Dieu a parlé en se faisant père et tuteur de la Vierge de David qui n'a que
Lui comme seule protection. Sainte enfant, gloire du Temple et de sa race,
elle a mérité que la parole de Dieu lui fasse connaître le nom de l'époux
agréable à l'Éternel. Vraiment juste doit être celui-là, l'Élu du Seigneur
pour être le tuteur de la Vierge qui lui est si chère ! Aussi notre
peine de la perdre s'apaise et nous n'avons plus de préoccupations sur son
destin d'épouse. À celui que Dieu a désigné nous confions en toute sécurité
la Vierge sur laquelle repose la bénédiction de Dieu et la nôtre. Le nom de
l'époux est Joseph de Jacob, de Bethléem de la tribu de David, charpentier à
Nazareth de Galilée.

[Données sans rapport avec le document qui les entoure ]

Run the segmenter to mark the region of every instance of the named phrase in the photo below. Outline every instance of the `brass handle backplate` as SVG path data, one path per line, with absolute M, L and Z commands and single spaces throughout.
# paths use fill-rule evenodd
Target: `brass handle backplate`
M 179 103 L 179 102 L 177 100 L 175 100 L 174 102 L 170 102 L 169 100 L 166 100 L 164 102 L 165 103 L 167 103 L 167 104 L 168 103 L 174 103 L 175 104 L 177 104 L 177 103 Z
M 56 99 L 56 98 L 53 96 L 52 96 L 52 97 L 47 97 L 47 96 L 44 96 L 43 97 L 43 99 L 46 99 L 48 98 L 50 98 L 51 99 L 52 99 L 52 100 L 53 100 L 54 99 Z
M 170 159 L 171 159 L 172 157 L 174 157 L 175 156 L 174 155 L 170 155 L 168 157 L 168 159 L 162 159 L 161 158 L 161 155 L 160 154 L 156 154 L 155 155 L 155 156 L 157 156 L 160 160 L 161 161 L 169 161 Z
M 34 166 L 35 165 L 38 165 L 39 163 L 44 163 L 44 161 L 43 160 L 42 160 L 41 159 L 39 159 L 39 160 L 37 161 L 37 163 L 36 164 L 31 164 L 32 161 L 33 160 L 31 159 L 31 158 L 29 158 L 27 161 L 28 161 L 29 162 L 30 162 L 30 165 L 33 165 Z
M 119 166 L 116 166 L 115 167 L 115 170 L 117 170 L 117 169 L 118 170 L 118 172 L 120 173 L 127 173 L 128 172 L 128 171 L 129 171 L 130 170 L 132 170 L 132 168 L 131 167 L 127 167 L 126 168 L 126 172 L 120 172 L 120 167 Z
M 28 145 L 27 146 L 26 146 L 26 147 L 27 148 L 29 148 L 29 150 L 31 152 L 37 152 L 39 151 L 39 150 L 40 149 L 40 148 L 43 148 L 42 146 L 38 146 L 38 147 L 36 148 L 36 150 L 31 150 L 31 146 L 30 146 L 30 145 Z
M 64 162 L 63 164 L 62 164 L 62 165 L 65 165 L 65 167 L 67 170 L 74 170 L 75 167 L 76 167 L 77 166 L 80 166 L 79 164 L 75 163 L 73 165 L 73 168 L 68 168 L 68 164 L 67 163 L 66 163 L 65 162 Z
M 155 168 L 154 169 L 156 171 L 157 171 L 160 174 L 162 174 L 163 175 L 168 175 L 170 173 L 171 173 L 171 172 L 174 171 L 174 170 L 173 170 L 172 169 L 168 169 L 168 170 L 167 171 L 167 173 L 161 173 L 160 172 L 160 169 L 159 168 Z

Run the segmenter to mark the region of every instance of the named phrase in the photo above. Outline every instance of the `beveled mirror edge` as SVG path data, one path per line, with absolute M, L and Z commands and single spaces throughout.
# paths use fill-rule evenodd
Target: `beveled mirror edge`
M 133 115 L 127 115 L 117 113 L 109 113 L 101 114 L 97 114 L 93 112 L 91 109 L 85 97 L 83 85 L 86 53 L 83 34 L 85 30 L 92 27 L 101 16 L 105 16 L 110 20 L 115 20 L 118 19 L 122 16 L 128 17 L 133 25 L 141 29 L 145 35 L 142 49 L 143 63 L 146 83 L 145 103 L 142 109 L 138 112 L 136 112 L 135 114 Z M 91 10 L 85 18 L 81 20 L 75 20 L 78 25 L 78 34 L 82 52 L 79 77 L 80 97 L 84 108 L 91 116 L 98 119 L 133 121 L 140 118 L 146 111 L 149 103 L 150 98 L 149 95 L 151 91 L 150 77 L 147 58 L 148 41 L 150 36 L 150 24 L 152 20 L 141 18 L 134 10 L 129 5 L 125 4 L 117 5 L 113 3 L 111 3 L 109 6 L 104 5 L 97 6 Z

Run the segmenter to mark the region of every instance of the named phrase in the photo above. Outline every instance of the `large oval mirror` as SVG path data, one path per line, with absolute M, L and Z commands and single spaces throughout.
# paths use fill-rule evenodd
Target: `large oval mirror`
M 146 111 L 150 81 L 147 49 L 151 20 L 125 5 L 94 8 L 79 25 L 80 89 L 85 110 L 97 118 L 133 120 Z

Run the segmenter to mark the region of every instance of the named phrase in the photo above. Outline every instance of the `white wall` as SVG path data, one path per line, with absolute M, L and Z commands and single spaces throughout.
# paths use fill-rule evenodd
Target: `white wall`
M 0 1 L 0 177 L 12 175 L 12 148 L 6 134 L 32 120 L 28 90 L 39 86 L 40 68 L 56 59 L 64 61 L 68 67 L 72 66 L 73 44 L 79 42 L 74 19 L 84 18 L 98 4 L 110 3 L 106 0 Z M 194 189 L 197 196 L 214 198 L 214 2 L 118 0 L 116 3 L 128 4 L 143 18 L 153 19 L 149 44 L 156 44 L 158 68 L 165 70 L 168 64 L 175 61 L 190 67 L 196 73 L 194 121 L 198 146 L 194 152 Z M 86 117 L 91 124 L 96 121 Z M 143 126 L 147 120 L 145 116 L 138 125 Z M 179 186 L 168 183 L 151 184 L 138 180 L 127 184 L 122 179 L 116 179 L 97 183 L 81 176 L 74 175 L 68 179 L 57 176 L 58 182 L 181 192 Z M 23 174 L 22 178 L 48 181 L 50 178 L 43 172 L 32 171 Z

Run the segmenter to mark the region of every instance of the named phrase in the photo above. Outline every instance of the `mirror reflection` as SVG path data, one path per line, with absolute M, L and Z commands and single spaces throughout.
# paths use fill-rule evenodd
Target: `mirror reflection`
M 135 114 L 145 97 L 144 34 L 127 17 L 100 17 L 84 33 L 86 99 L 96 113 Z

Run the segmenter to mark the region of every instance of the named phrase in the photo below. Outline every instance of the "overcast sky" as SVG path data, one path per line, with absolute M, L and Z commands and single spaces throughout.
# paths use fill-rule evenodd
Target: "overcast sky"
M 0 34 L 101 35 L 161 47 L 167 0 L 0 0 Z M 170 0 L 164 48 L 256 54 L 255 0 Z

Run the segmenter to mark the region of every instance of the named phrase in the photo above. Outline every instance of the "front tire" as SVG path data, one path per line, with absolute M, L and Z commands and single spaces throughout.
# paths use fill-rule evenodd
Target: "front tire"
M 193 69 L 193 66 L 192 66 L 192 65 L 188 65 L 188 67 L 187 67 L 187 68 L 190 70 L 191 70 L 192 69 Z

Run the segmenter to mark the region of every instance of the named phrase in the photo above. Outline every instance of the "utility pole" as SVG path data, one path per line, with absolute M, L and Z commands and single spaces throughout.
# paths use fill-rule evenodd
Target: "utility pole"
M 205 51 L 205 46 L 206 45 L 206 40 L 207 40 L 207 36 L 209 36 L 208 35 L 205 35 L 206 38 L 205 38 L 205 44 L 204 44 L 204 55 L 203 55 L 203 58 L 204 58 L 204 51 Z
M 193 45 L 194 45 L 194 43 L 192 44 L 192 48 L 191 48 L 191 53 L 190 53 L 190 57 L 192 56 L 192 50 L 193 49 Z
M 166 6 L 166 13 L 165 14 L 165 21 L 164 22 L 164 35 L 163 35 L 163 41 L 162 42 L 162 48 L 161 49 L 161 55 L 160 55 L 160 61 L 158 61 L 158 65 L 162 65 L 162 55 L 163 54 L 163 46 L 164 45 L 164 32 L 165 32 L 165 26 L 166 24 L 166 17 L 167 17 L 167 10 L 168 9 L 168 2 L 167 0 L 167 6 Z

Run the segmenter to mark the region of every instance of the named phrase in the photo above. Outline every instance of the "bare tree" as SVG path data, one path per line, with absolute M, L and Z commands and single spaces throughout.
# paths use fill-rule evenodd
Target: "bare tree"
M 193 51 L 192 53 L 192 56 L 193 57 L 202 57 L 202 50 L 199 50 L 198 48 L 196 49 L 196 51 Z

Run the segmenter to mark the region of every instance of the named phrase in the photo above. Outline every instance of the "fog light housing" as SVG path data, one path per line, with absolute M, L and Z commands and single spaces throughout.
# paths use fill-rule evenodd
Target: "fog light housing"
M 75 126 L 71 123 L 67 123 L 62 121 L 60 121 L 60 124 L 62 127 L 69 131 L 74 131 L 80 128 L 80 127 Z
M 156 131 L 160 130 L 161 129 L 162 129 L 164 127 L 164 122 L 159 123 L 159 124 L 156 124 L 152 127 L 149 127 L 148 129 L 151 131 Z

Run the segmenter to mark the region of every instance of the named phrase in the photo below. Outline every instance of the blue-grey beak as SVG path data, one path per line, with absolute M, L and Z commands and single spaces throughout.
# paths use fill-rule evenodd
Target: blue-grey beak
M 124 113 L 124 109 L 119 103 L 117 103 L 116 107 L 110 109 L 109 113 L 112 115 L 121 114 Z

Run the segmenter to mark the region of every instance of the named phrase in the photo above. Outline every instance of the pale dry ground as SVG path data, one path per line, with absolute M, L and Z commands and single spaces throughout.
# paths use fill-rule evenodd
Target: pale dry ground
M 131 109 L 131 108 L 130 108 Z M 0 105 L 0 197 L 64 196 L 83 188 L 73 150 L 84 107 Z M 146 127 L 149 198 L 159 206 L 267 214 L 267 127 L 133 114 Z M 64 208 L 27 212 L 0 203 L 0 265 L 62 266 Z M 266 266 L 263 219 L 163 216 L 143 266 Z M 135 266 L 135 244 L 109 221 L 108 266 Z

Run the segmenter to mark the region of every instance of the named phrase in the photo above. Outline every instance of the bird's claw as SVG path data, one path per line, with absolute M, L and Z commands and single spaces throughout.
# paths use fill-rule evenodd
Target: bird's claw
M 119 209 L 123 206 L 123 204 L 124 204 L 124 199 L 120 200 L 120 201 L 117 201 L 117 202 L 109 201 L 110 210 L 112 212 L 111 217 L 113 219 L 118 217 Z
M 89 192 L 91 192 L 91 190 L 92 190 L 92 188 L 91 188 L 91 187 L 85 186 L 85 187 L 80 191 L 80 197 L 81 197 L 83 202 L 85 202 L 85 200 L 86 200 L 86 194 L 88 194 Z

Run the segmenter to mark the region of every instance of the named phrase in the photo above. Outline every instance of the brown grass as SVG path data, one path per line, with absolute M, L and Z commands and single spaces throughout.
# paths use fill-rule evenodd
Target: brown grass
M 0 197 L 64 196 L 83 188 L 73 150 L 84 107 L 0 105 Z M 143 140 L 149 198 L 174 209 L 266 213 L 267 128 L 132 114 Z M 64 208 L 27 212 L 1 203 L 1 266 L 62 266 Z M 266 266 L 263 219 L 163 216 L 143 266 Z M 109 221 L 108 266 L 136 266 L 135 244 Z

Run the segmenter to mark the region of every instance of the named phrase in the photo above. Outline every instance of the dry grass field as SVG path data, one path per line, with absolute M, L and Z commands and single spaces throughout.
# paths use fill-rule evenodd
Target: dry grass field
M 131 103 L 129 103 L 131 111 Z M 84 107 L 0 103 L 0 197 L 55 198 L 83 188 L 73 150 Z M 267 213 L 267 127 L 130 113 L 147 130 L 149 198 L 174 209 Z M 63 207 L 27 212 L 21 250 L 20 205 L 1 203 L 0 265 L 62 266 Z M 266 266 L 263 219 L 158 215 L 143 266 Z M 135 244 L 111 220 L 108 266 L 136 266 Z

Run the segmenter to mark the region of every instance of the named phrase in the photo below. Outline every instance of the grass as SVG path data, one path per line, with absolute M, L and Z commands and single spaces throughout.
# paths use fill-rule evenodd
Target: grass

Joseph, avance. C'est le Grand Prêtre, qui te
l'ordonne."
Beaucoup de bruit. Têtes qui se retournent, des mains, des yeux qui se font
signe, déceptions et satisfactions. Il en est, surtout parmi les plus âgés,
qui doivent être heureux que le sort ne soit pas tombé sur eux.
Joseph tout rouge et gêné s'avance. Il est maintenant devant la table en face
du Pontife qu'il a salué respectueusement.
"Venez tous et regardez le nom inscrit sur le rameau, que chacun prenne
sa propre branche pour s'assurer qu'il n'y a pas de fraude."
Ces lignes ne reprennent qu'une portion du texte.